We are so near to perfection, it seems, and yet perfection always eludes us. Even if it doesn’t it’s soon lost forever: the land of Cockaigne in medieval romances, Shangri-La in James Hilton’s Asia-besotted romance, Atlantis, drowned beneath the sea, whose ruins are found by Captain Nemo in 20,000 Leagues Under the Sea, Xanadu, in Coleridge’s opium-fuelled fantasy. A new world is always the best kind of magic.
“This is very queer”, says Lucy as she walks deeper into the wardrobe and finds herself in the land of Narnia. The Lion, the Witch and the Wardrobe is perhaps the ultimate New World fantasy as well as the ultimate fantasy of childhood. Peter and Susan ask their host, the professor, if Lucy is mad. He says not.
“But do you really mean, sir,” said Peter, “that there could be other worlds – all over the place, just round the corner – like that?”
“Nothing is more probable,” said the professor, taking off his spectacles and beginning to polish them.
Narnia is not an ideal world, or at least it isn’t until the children get there and set things aright – thanks to the God-like lion Aslan. You need magic to get there of course: there are no New Worlds on planet Earth now the entire globe has been mapped.
But there is always the possibility of a new planet. CS Lewis, author of the Narnia books, sent his hero Ransom first to Mars, which is a much better place than the Earth; Martians refer to it as “the silent planet”. In another novel Ransom travels to Venus and finds a new Eden, a new Eve – and a new devil.
The Star Trek trekkers travel on, with Scottie beaming them down and then up again, proud to labour for the Federation, which stands for peace, exploration, cooperation, diversity and equality: a fantasy of pre-Trumpian innocence set in the future. Star Wars is, as the title makes clear, about conflict rather than idealism: the Galaxy far, far away is the setting for the eternal fight of good against evil, with evil always making a comeback in time for the next sequel.

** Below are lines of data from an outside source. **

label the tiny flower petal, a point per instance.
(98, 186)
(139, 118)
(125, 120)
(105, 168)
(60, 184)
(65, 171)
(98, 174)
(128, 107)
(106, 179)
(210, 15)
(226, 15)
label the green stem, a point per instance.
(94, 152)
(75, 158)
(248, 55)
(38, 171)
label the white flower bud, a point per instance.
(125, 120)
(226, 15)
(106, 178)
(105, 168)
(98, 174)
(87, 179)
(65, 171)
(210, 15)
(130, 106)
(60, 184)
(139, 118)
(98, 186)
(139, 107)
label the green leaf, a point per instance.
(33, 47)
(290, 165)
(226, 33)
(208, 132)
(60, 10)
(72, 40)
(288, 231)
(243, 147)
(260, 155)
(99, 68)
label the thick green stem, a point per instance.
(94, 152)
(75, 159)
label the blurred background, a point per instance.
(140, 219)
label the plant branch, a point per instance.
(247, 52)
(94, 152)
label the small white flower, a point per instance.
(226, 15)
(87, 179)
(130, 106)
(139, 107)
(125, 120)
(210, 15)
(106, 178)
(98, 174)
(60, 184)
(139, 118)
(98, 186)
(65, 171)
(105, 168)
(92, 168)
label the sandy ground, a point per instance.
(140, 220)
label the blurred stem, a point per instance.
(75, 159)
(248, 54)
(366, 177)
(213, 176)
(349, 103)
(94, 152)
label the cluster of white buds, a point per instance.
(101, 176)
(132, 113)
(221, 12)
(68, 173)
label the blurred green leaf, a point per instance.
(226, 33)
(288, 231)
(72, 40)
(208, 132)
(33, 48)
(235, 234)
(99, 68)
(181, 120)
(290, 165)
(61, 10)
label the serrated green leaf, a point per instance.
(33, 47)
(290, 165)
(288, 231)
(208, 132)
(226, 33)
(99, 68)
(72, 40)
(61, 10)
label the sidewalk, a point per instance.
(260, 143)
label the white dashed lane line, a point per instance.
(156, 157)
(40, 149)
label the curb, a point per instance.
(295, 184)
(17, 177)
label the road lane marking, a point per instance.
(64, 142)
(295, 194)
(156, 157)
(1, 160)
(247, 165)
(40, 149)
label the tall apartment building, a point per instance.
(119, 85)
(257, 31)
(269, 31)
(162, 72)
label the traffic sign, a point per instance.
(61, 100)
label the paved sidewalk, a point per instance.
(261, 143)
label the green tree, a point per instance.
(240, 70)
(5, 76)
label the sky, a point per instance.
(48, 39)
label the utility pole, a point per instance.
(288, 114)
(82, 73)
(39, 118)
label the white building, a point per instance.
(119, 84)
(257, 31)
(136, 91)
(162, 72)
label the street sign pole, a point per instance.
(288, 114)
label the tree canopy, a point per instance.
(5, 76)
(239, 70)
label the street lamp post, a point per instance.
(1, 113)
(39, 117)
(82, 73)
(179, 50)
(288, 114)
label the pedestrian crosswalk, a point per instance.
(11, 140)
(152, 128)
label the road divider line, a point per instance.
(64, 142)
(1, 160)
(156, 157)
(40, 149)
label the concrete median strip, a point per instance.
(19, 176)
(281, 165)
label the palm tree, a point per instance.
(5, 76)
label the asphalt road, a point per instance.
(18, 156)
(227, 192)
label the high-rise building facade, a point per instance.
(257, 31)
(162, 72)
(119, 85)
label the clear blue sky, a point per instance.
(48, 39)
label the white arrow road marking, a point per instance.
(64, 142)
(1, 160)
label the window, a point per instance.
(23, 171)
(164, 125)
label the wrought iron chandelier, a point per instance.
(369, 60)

The magic of the New World lingers on in the real world. Many modern Europeans – especially the English – still experience a sense of liberation on landing in North America. It’s mostly a freedom from the English conventions of social class: we’re so used to them, we only notice them in their absence. I once shocked American friends when I told them that an English person can usually tell if a person has been to a fee-paying school from accent and social manner.
America is still a hierarchical society, but it’s a different hierarchy. If your American Express card is valid you’ll be respected in most places, and if that’s not exactly equality, it’s at least a refreshing change.
The New World. Where everything is better. There was a time in my hippy youth – and no doubt in everyone’s youth – when the ideal life seemed almost attainable. We hippies would get there by way of love and peace – not the worst idea anyone ever had. As Mike Heron of the Incredible String Band sang:
May the long-time sun shine upon you
All love surround you
And the pure light within you
Guide your way on
Love and peace might be worth trying in the brave New World of America, as well as in Europe and in the New Worlds that technology might bring us. Till then – well, il faut cultiver notre jardin.